An embattled Vladimir Putin suddenly looks like an increasingly dangerous man who could wreak havoc in our daily lives. He has raised the stakes in his illegal and immoral invasion of Ukraine, a move that suggests Russia is losing and therefore prepared to resort to more extreme methods – including the use of nuclear weapons in war for the first time since 1945.
The Russian president yesterday announced the mobilisation of 300,000 military reservists to bolster his struggling invasion of pro-western neighbour Ukraine, which has asserted its independence since the old Soviet Union fell apart in 1991.
When the invasion of Ukraine began last February 24, Putin raised the alert level for Russian nuclear personnel, but not to the highest level. He has also previously warned countries supporting Ukraine that “there could be consequences you have never seen”.
He warned the world again, yesterday, about the nuclear prospects.

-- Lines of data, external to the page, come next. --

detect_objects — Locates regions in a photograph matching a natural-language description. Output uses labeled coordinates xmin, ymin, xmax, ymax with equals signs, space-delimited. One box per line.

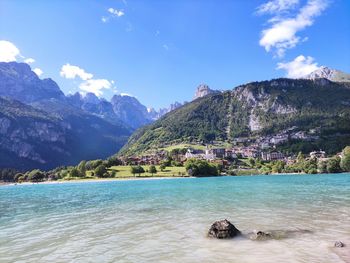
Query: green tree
xmin=317 ymin=160 xmax=328 ymax=173
xmin=160 ymin=164 xmax=166 ymax=172
xmin=136 ymin=165 xmax=145 ymax=176
xmin=27 ymin=170 xmax=45 ymax=182
xmin=130 ymin=166 xmax=138 ymax=177
xmin=14 ymin=173 xmax=24 ymax=182
xmin=327 ymin=157 xmax=341 ymax=173
xmin=272 ymin=160 xmax=285 ymax=173
xmin=185 ymin=159 xmax=218 ymax=177
xmin=70 ymin=167 xmax=80 ymax=178
xmin=77 ymin=160 xmax=87 ymax=177
xmin=110 ymin=170 xmax=117 ymax=178
xmin=94 ymin=165 xmax=107 ymax=178
xmin=247 ymin=158 xmax=255 ymax=168
xmin=340 ymin=146 xmax=350 ymax=172
xmin=149 ymin=165 xmax=157 ymax=176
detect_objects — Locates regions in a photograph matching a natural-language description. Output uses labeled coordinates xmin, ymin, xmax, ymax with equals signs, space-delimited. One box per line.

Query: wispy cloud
xmin=277 ymin=55 xmax=319 ymax=78
xmin=258 ymin=0 xmax=329 ymax=57
xmin=108 ymin=7 xmax=124 ymax=17
xmin=163 ymin=44 xmax=169 ymax=51
xmin=257 ymin=0 xmax=299 ymax=15
xmin=102 ymin=7 xmax=125 ymax=23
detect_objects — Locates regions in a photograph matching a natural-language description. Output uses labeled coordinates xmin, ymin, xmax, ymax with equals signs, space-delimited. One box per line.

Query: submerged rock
xmin=208 ymin=219 xmax=240 ymax=239
xmin=335 ymin=241 xmax=345 ymax=248
xmin=250 ymin=231 xmax=273 ymax=241
xmin=249 ymin=229 xmax=312 ymax=241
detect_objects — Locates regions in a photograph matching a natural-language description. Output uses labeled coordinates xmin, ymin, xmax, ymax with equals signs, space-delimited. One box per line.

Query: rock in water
xmin=208 ymin=219 xmax=240 ymax=239
xmin=250 ymin=231 xmax=273 ymax=241
xmin=335 ymin=241 xmax=345 ymax=248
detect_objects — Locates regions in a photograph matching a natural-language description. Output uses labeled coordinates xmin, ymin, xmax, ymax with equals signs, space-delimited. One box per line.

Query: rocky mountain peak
xmin=304 ymin=66 xmax=350 ymax=82
xmin=305 ymin=66 xmax=336 ymax=80
xmin=0 ymin=62 xmax=65 ymax=103
xmin=194 ymin=84 xmax=218 ymax=99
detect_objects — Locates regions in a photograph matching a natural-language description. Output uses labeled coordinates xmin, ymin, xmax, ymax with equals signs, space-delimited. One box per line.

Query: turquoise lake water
xmin=0 ymin=174 xmax=350 ymax=263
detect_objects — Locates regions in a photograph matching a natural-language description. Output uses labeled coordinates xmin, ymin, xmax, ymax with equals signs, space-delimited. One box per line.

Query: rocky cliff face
xmin=0 ymin=62 xmax=65 ymax=103
xmin=305 ymin=66 xmax=350 ymax=82
xmin=194 ymin=84 xmax=219 ymax=99
xmin=110 ymin=94 xmax=153 ymax=129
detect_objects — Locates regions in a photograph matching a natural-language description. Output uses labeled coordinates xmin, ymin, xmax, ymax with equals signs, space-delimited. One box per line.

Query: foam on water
xmin=0 ymin=174 xmax=349 ymax=263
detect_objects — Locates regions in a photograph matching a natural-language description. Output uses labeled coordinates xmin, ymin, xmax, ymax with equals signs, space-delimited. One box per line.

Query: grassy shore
xmin=107 ymin=165 xmax=187 ymax=178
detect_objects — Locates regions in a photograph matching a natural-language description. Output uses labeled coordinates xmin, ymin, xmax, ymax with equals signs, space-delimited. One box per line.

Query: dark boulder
xmin=335 ymin=241 xmax=345 ymax=248
xmin=208 ymin=219 xmax=240 ymax=239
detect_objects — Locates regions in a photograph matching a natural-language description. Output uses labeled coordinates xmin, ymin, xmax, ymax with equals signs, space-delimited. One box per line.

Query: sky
xmin=0 ymin=0 xmax=350 ymax=109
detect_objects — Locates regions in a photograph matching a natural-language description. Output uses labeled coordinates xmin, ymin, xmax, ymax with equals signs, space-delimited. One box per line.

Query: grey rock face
xmin=111 ymin=94 xmax=152 ymax=129
xmin=0 ymin=62 xmax=65 ymax=103
xmin=194 ymin=84 xmax=218 ymax=99
xmin=208 ymin=219 xmax=240 ymax=239
xmin=304 ymin=66 xmax=350 ymax=82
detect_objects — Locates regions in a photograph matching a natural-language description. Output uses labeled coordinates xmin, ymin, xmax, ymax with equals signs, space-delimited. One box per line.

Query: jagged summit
xmin=194 ymin=84 xmax=219 ymax=99
xmin=304 ymin=66 xmax=350 ymax=82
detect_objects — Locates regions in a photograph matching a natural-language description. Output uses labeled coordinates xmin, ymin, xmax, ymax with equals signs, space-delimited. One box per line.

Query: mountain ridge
xmin=119 ymin=77 xmax=350 ymax=156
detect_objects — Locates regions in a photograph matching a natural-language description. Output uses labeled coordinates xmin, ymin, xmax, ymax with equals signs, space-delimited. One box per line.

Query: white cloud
xmin=257 ymin=0 xmax=299 ymax=14
xmin=0 ymin=40 xmax=20 ymax=62
xmin=277 ymin=55 xmax=319 ymax=78
xmin=60 ymin=63 xmax=93 ymax=80
xmin=79 ymin=79 xmax=113 ymax=97
xmin=33 ymin=68 xmax=43 ymax=77
xmin=24 ymin=58 xmax=35 ymax=64
xmin=101 ymin=16 xmax=108 ymax=23
xmin=108 ymin=8 xmax=124 ymax=17
xmin=259 ymin=0 xmax=328 ymax=57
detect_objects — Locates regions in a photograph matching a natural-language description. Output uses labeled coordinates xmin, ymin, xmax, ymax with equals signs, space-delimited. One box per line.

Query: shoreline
xmin=1 ymin=176 xmax=194 ymax=186
xmin=1 ymin=172 xmax=349 ymax=187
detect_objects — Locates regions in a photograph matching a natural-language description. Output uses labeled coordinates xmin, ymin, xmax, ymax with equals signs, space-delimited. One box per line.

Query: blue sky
xmin=0 ymin=0 xmax=349 ymax=109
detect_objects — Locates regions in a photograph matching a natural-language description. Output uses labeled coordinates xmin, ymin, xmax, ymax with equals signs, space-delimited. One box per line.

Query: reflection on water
xmin=0 ymin=174 xmax=349 ymax=263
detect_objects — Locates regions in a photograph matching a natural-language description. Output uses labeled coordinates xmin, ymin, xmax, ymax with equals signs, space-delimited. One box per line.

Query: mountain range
xmin=1 ymin=61 xmax=350 ymax=170
xmin=0 ymin=62 xmax=183 ymax=170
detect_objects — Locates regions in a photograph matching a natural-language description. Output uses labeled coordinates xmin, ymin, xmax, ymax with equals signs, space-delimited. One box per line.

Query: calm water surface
xmin=0 ymin=174 xmax=349 ymax=263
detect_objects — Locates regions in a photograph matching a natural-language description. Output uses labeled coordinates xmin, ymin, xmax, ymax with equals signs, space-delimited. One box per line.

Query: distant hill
xmin=119 ymin=78 xmax=350 ymax=156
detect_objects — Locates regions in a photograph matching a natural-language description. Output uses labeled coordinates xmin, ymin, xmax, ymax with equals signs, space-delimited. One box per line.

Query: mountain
xmin=193 ymin=84 xmax=219 ymax=99
xmin=0 ymin=62 xmax=65 ymax=103
xmin=66 ymin=92 xmax=126 ymax=126
xmin=0 ymin=62 xmax=132 ymax=170
xmin=305 ymin=66 xmax=350 ymax=82
xmin=110 ymin=94 xmax=153 ymax=129
xmin=119 ymin=78 xmax=350 ymax=156
xmin=0 ymin=96 xmax=131 ymax=170
xmin=147 ymin=102 xmax=183 ymax=120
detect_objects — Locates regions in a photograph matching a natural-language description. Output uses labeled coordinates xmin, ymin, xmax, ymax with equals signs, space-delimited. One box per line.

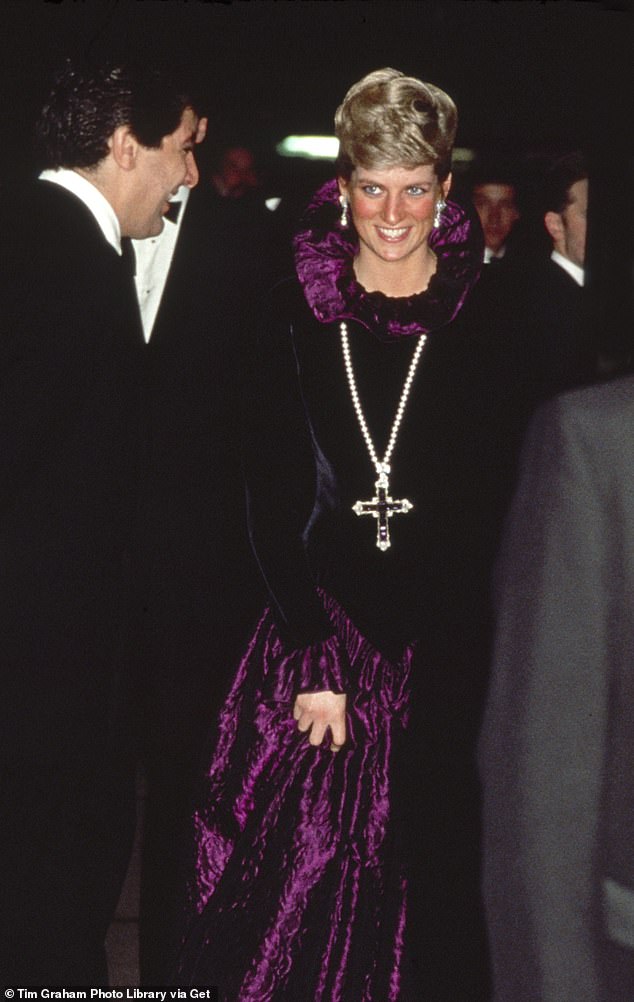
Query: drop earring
xmin=339 ymin=195 xmax=349 ymax=228
xmin=433 ymin=199 xmax=446 ymax=229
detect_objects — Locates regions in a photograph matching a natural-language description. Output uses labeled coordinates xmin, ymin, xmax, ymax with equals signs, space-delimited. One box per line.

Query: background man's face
xmin=472 ymin=183 xmax=519 ymax=254
xmin=560 ymin=178 xmax=588 ymax=268
xmin=217 ymin=147 xmax=259 ymax=198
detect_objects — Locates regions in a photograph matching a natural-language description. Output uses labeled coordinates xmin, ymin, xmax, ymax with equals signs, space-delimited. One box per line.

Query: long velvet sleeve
xmin=243 ymin=285 xmax=347 ymax=692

“Russia will use all the instruments at its disposal to counter a threat against its territorial integrity – this is not a bluff,” he.

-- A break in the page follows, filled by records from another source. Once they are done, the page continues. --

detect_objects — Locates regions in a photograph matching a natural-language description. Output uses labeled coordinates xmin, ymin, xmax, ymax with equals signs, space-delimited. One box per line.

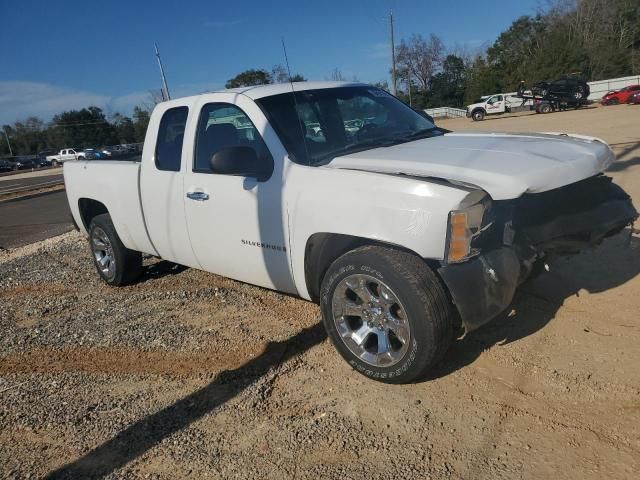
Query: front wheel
xmin=471 ymin=109 xmax=485 ymax=121
xmin=539 ymin=103 xmax=553 ymax=114
xmin=320 ymin=246 xmax=455 ymax=384
xmin=89 ymin=213 xmax=142 ymax=286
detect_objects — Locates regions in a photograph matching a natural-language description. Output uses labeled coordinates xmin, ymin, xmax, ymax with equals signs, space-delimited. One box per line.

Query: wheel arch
xmin=303 ymin=232 xmax=440 ymax=303
xmin=78 ymin=198 xmax=109 ymax=231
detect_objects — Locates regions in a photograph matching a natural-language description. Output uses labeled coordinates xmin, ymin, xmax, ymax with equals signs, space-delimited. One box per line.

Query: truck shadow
xmin=426 ymin=229 xmax=640 ymax=381
xmin=138 ymin=259 xmax=188 ymax=282
xmin=44 ymin=322 xmax=326 ymax=479
xmin=608 ymin=156 xmax=640 ymax=172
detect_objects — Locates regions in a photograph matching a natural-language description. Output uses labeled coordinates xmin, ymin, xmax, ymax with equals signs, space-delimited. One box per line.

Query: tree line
xmin=1 ymin=106 xmax=150 ymax=156
xmin=2 ymin=0 xmax=637 ymax=156
xmin=395 ymin=0 xmax=639 ymax=108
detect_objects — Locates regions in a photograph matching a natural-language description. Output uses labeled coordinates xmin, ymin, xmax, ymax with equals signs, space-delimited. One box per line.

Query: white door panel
xmin=182 ymin=93 xmax=296 ymax=293
xmin=140 ymin=102 xmax=201 ymax=268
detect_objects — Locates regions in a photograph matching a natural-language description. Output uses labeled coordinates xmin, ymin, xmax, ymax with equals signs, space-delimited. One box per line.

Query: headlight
xmin=446 ymin=193 xmax=490 ymax=263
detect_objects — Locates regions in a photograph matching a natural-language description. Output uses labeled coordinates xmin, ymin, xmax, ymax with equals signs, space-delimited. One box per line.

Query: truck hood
xmin=325 ymin=132 xmax=615 ymax=200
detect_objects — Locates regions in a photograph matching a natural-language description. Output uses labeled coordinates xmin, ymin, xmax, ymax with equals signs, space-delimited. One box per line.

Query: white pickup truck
xmin=64 ymin=81 xmax=637 ymax=383
xmin=465 ymin=94 xmax=531 ymax=121
xmin=47 ymin=148 xmax=86 ymax=166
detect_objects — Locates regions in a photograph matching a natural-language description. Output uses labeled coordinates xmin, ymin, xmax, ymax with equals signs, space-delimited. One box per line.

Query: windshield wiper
xmin=319 ymin=137 xmax=400 ymax=162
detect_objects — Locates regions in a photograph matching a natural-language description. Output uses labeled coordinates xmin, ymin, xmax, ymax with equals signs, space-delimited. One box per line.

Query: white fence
xmin=424 ymin=106 xmax=467 ymax=118
xmin=587 ymin=75 xmax=640 ymax=100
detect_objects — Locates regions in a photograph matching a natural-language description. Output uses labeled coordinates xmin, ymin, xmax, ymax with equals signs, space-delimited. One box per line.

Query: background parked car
xmin=11 ymin=156 xmax=42 ymax=170
xmin=36 ymin=158 xmax=52 ymax=168
xmin=602 ymin=85 xmax=640 ymax=105
xmin=532 ymin=76 xmax=590 ymax=100
xmin=0 ymin=158 xmax=14 ymax=172
xmin=83 ymin=148 xmax=106 ymax=160
xmin=37 ymin=150 xmax=55 ymax=166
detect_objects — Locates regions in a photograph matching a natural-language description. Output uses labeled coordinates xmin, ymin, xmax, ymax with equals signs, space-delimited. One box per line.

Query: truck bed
xmin=63 ymin=160 xmax=156 ymax=255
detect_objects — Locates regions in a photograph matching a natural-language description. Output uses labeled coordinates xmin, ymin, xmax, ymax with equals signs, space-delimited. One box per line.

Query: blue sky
xmin=0 ymin=0 xmax=540 ymax=124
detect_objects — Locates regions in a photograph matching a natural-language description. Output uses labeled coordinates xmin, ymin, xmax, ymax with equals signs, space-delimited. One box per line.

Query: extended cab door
xmin=139 ymin=102 xmax=201 ymax=269
xmin=181 ymin=93 xmax=296 ymax=294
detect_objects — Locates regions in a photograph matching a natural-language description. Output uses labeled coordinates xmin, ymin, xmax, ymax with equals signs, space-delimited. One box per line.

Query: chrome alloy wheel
xmin=331 ymin=274 xmax=410 ymax=367
xmin=91 ymin=227 xmax=116 ymax=280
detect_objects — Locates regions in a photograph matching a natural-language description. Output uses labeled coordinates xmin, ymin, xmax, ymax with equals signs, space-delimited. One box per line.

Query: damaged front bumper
xmin=439 ymin=175 xmax=638 ymax=332
xmin=438 ymin=247 xmax=534 ymax=332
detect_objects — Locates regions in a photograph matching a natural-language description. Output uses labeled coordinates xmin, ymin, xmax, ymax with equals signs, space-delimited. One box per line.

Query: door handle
xmin=186 ymin=191 xmax=210 ymax=201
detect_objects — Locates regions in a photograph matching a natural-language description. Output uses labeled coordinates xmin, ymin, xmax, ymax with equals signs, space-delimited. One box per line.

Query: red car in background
xmin=628 ymin=91 xmax=640 ymax=105
xmin=601 ymin=84 xmax=640 ymax=105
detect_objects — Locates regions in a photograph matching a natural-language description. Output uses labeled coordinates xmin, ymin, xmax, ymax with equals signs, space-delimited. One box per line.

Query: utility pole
xmin=389 ymin=11 xmax=397 ymax=96
xmin=155 ymin=43 xmax=171 ymax=101
xmin=2 ymin=129 xmax=13 ymax=156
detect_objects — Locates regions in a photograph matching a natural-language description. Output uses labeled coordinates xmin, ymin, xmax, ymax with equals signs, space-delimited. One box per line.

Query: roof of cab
xmin=159 ymin=81 xmax=367 ymax=108
xmin=155 ymin=82 xmax=375 ymax=112
xmin=225 ymin=81 xmax=365 ymax=99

The experts’ working assumption had been that Russia would use nuclear weapons in a conventional war only if there were a real threat to the country’s existence. Putin appears now to be trying to provoke such a situation, working with allies in areas of Ukraine already occupied by Russian forces to integrate these territories totally into “the old mother country” via bogus referendums.
During his televised address, Putin also alleged, without proof, that Nato officials had already said nuclear strikes against Russia in this conflict would be acceptable. It is worth remembering that Putin, as an autocratic ruler, has the sole decision-making powers over Russia’s use of nuclear weapons. Seasoned observers suggest his words should be taken seriously.

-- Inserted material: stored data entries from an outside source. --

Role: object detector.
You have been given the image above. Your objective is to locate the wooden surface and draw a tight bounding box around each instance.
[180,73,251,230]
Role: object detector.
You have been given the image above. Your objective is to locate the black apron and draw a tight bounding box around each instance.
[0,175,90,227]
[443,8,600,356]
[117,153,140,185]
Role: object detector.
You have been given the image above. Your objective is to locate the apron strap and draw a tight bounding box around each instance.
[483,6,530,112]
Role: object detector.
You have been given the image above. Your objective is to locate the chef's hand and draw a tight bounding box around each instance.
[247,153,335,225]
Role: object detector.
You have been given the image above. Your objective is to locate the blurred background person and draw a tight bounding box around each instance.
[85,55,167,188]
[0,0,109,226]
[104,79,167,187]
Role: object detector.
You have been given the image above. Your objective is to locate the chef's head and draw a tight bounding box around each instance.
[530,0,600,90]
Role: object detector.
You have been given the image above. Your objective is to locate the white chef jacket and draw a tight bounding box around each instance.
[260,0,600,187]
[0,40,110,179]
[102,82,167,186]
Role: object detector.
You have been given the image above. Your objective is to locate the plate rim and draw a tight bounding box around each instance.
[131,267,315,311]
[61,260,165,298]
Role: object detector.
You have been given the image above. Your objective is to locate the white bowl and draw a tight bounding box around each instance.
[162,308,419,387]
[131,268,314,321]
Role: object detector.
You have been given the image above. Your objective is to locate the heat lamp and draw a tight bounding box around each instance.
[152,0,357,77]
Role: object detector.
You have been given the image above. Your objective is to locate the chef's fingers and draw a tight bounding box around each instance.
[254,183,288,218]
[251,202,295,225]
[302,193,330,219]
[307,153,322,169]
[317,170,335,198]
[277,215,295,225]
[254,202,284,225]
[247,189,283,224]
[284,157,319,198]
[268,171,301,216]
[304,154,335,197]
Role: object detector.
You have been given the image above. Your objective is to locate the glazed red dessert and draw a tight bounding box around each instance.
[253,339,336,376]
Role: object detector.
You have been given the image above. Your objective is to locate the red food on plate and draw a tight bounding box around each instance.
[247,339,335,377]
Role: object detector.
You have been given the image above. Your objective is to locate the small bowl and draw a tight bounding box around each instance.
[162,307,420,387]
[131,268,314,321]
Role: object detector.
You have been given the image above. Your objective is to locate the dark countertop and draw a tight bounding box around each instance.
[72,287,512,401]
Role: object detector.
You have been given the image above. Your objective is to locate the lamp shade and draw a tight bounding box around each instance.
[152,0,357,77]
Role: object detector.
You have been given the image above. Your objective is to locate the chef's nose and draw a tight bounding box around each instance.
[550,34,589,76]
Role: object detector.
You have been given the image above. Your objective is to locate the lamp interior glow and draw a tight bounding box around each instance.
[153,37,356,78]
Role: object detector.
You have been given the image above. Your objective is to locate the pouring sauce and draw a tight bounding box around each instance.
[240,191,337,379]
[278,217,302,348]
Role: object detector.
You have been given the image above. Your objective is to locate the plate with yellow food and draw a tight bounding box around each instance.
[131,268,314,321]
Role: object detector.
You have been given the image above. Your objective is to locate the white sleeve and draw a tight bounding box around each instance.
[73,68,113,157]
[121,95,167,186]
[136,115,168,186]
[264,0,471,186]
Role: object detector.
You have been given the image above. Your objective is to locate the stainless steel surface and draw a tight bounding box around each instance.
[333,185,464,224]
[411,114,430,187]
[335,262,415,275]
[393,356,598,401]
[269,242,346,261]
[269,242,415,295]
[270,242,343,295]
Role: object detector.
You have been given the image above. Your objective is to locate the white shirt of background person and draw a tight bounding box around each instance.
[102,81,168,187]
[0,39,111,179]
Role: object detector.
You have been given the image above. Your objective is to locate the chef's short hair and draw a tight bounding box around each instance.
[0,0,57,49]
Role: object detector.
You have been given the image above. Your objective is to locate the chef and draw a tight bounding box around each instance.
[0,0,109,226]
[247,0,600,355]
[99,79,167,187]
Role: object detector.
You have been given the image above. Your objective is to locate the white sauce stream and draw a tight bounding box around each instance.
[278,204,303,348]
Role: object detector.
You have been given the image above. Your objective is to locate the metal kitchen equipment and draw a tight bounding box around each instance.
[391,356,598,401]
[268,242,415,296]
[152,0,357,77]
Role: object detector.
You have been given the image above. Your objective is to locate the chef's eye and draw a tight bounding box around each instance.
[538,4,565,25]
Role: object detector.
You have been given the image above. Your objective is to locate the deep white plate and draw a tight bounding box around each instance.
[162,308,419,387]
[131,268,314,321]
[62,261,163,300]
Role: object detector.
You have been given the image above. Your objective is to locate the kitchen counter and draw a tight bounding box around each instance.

This grave twist in an already difficult situation means all Ukraine’s supporters – including Ireland – must steel their nerves and continue to stand resolutely with Kyiv.
It was heartening to hear Taoiseach Micheál Martin stress the need for continued EU unity. Ireland’s role in all of this is small, but it remains important at a time when this country has a seat on the United Nations Security Council and holds the six-month presidency of the Council of Europe, which groups 46 nations.
Last week, the Council of Europe took the first steps in acting on a Ukrainian request to move toward a war crimes investigation into the Russian military in Ukraine.
The loud voices of condemnation from across Europe and the wider western world, led by US president Joe Biden, will be consolation to Ukrainian president Volodymyr Zelensky, whose forces are succeeding in pushing back the Russian invaders.
On the Russian home front, all eyes will be on domestic public reaction to an effective admission by Putin that his war is not going well.